Sechs Monate vor jener Erklärung Tatars behaupteten griechisch-zyprische und griechische Medien, dass „Ersin Tatar die Forderung gestellt habe, der TRNZ – wie bei den Modellen Kosovo und Taiwan – den Aufbau von Handelsbeziehungen mit der EU und Drittstaaten zu gestatten, und dass UN- und westliche Vermittler mit dem Gedanken, ‚es zählt nicht als zwei getrennte Staaten‘, positiv darauf reagiert hätten“, und dass sie „den griechisch-zyprischen Führer Christodoulidis gebeten hätten, ‚Gesten des guten Willens‘ zu zeigen“, wogegen sich Christodoulidis jedoch „heftig gewehrt“ habe.
Ob Zufall oder Teil eines Plans, man weiß es nicht; zwei Monate nach dieser Behauptung unterzeichneten 54 Abgeordnete in Großbritannien, einem der Garantiestaaten Zyperns, einen Brief, in dem die Aufnahme von Direktflügen in die TRNZ gefordert wurde.
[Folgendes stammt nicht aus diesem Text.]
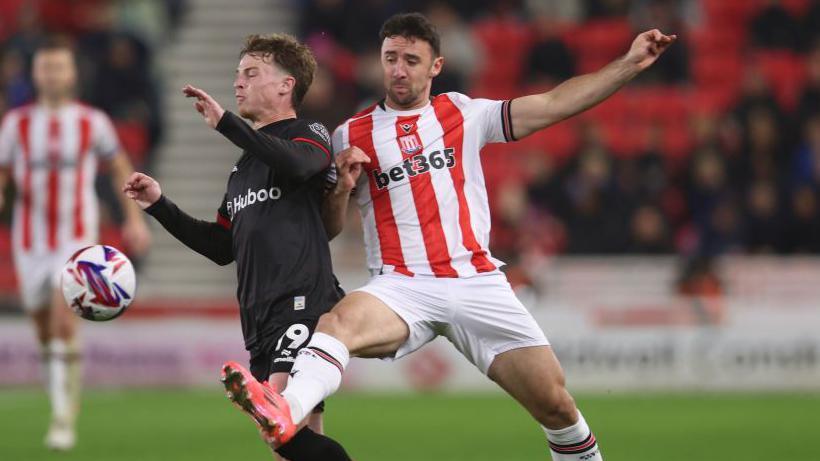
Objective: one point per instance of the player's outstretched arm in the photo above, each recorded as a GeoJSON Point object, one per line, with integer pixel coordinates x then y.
{"type": "Point", "coordinates": [334, 208]}
{"type": "Point", "coordinates": [209, 239]}
{"type": "Point", "coordinates": [135, 232]}
{"type": "Point", "coordinates": [298, 160]}
{"type": "Point", "coordinates": [534, 112]}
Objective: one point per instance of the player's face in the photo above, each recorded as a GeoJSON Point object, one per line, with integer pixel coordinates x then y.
{"type": "Point", "coordinates": [409, 67]}
{"type": "Point", "coordinates": [54, 73]}
{"type": "Point", "coordinates": [260, 86]}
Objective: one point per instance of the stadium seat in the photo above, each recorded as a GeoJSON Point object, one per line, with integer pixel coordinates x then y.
{"type": "Point", "coordinates": [598, 42]}
{"type": "Point", "coordinates": [9, 12]}
{"type": "Point", "coordinates": [559, 141]}
{"type": "Point", "coordinates": [729, 13]}
{"type": "Point", "coordinates": [134, 139]}
{"type": "Point", "coordinates": [615, 107]}
{"type": "Point", "coordinates": [506, 43]}
{"type": "Point", "coordinates": [677, 139]}
{"type": "Point", "coordinates": [626, 138]}
{"type": "Point", "coordinates": [714, 70]}
{"type": "Point", "coordinates": [8, 278]}
{"type": "Point", "coordinates": [658, 104]}
{"type": "Point", "coordinates": [711, 100]}
{"type": "Point", "coordinates": [715, 41]}
{"type": "Point", "coordinates": [796, 8]}
{"type": "Point", "coordinates": [786, 73]}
Die Abgeordneten wiesen darauf hin, dass Großbritannien einigen Ländern, die es offiziell nicht anerkennt, Flugerlaubnisse erteilt habe, und verwiesen auf die Beispiele Kosovo und Taiwan.
ERWACHT DER GEIST VON VOR 20 JAHREN ZU NEUEM LEBEN?
Gehen wir nach all dem 20 Jahre zurück.
In den Jahren 2003-2004 und danach, als die AKP nach einer „Lösung“ strebte, war das Taiwan-Modell ebenfalls auf der Tagesordnung.
Zum Beispiel sagte der damalige EU-Minister Egemen Bağış im Jahr 2011:
„In dem Moment, in dem ein Flugzeug von British Airways, Air France, KLM oder Lufthansa auf dem Flughafen Ercan landet, ist die Türkei bereit, alle ihre Flughäfen, Häfen und ihren Luftraum für Flugzeuge und Schiffe aus Südzypern zu öffnen... Dass ein Flugzeug von Alitalia oder Air France in Ercan landet, wird nicht bedeuten, dass sie Nordzypern anerkennen. Dies wird eine Handelsbeziehung sein, wie beim Taiwan-Modell.“
Kurz gesagt: Hoffentlich ist der „neue Geist“, von dem Außenminister Fidan spricht, nicht dieser alte Geist... Und hoffentlich ist nicht erneut geplant, das Diktat der EU, „erkennt den griechischen Teil an“, gegen die Karotte der Aufhebung der Embargos zu akzeptieren!..
Heute ist der 86. Jahrestag des Tages, an dem unser Ata (Atatürk) uns körperlich verlassen hat.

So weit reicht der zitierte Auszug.